Ryan believes in cutting taxes for the rich.

The contours of the Republican challenge to President Barrack Obama have become clearer with Mitt Romney’s selection of Paul Ryan as his vice-presidential nominee. Ryan is young, bright and dynamic and belongs to the right end of the Republican Party.  He has considerable political and legislative experience, having been a member of the House of Representatives  seven times. In the US presidential race, vice-presidential nominees are used to define the candidates’ positions better, cover his shortcomings and appeal to sections in the party or the electorate which call for special attention. It is with the vice-presidential candidate that the party nominee makes a full ticket, and Presidential candidates’ fortunes have floundered in the past because of the wrong choice of the running mate. Mittney seems to have made a careful and calculated choice.
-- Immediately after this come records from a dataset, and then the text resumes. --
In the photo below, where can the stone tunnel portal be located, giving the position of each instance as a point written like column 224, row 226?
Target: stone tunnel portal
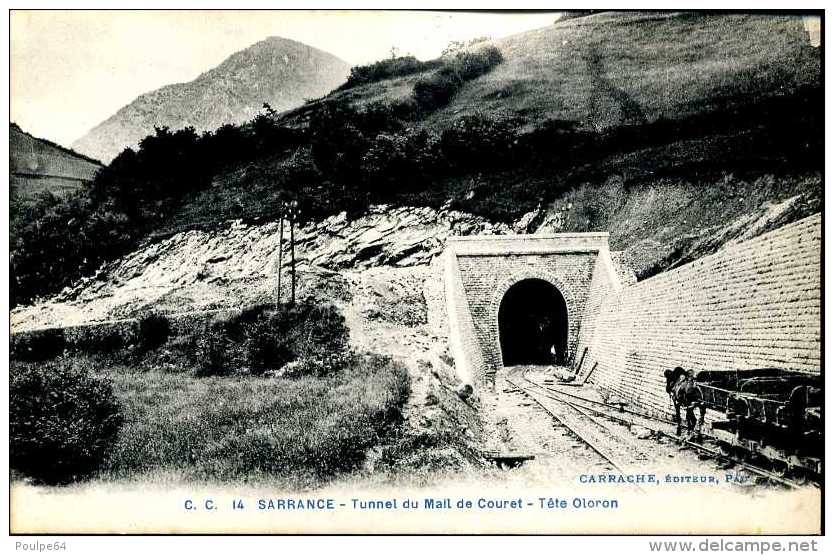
column 533, row 324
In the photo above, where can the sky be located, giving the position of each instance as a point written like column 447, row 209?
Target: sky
column 70, row 70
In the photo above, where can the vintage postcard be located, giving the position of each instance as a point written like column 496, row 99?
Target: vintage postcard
column 416, row 272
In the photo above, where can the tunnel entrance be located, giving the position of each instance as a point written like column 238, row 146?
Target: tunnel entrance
column 533, row 324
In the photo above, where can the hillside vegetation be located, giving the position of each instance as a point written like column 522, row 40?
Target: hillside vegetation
column 37, row 166
column 667, row 129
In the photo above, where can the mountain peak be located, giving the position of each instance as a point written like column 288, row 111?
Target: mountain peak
column 276, row 70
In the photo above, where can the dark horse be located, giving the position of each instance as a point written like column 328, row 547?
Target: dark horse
column 684, row 392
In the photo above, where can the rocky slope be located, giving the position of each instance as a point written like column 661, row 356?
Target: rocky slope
column 280, row 72
column 237, row 266
column 387, row 255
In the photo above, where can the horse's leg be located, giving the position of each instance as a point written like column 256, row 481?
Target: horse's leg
column 702, row 410
column 690, row 418
column 678, row 418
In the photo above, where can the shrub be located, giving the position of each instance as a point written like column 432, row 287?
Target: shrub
column 154, row 330
column 477, row 140
column 62, row 422
column 102, row 339
column 213, row 353
column 263, row 338
column 305, row 330
column 385, row 69
column 38, row 345
column 437, row 90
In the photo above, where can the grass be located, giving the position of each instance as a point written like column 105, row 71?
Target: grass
column 667, row 65
column 300, row 431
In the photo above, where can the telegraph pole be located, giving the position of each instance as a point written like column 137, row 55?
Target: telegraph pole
column 280, row 251
column 293, row 214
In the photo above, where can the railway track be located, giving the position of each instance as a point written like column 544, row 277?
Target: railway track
column 620, row 452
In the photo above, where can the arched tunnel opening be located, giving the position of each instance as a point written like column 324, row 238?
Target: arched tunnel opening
column 533, row 324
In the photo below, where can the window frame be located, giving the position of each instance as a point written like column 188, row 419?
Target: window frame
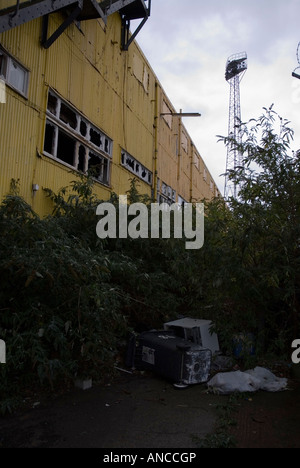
column 79, row 129
column 6, row 65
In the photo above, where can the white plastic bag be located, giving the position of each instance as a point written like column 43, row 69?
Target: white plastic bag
column 231, row 382
column 269, row 381
column 253, row 380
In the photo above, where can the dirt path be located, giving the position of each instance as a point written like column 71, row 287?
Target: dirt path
column 145, row 411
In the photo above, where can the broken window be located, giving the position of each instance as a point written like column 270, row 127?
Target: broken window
column 95, row 137
column 52, row 104
column 14, row 74
column 168, row 195
column 134, row 166
column 65, row 148
column 49, row 138
column 70, row 138
column 68, row 116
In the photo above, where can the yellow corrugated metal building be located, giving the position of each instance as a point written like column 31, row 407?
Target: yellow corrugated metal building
column 85, row 103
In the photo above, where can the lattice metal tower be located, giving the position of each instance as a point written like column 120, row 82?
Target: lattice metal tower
column 236, row 67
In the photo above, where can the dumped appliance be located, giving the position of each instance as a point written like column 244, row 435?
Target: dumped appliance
column 196, row 330
column 181, row 352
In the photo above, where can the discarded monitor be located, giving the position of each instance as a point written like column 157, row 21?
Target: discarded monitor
column 195, row 330
column 178, row 360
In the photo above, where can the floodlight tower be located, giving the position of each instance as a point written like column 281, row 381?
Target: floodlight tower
column 236, row 67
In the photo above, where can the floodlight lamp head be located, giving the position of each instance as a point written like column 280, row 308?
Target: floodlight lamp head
column 236, row 64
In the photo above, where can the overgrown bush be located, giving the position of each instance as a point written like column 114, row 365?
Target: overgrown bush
column 67, row 298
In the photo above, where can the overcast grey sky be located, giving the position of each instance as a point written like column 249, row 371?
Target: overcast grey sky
column 188, row 42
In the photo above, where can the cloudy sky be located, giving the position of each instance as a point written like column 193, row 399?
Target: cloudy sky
column 188, row 42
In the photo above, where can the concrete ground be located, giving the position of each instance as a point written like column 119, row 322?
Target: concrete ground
column 142, row 410
column 134, row 411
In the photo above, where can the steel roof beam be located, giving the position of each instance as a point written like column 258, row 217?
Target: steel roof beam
column 32, row 10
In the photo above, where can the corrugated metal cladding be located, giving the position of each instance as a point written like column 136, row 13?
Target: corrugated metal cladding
column 112, row 90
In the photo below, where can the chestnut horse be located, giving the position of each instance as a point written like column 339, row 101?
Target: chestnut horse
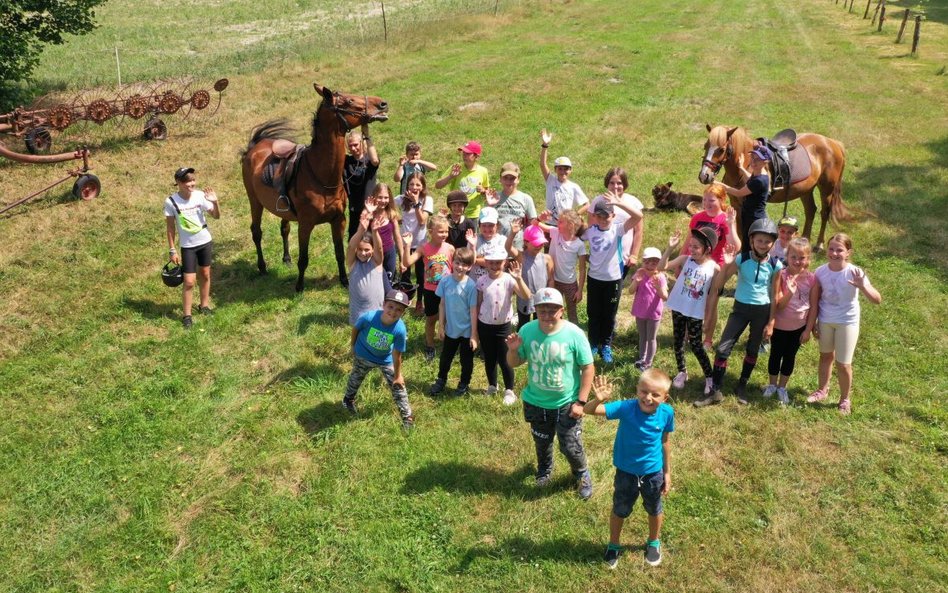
column 317, row 192
column 827, row 160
Ryan will be liked by the extreme Republicans who have doubts about the policy credentials of Mitt Romney. Romney’s opposition to Obama has not always been convincing to many, as in the case of health care.  Romney had himself introduced health  care reforms in Massachusetts which were similar to the Obamacare plan, while the party had stoutly opposed it. Ryan strongly believes in cutting taxes for the rich, in reducing public expenditure and minimising the government’s role in business and life. He has a radical tax reform plan and a budget blueprint which will be liked by conservatives. Romney’s Mormon faith is a negative for the religious right but Ryan’s strong Catholic background will comfort them. All in all, the Romney-Ryan combination will unite the Republicans and give them more confidence and aggression.   

With a hawkish ideological mate on his side the Romney campaign will take the fight to Obama’s economic policies. In spite of the credit Obama claims for eliminating Osama bin Laden, the main electoral issue will be economic, with revival not in sight and unemployment running high.  Romney has till now felt that Obama will be the natural fall guy for the economic pain. He will now join the policy debate from a clear economic platform. Ironically, the Democrats will also like the Ryan ticket because it gives them a good target for attack. They will also expect that Ryan will scare away many voters from the lower ranks, especially the potential beneficiaries of the Obama healthcare plan.  Both candidates are running neck and neck now, with a slight edge for Obama. The Ryan factor may tilt the scales either way.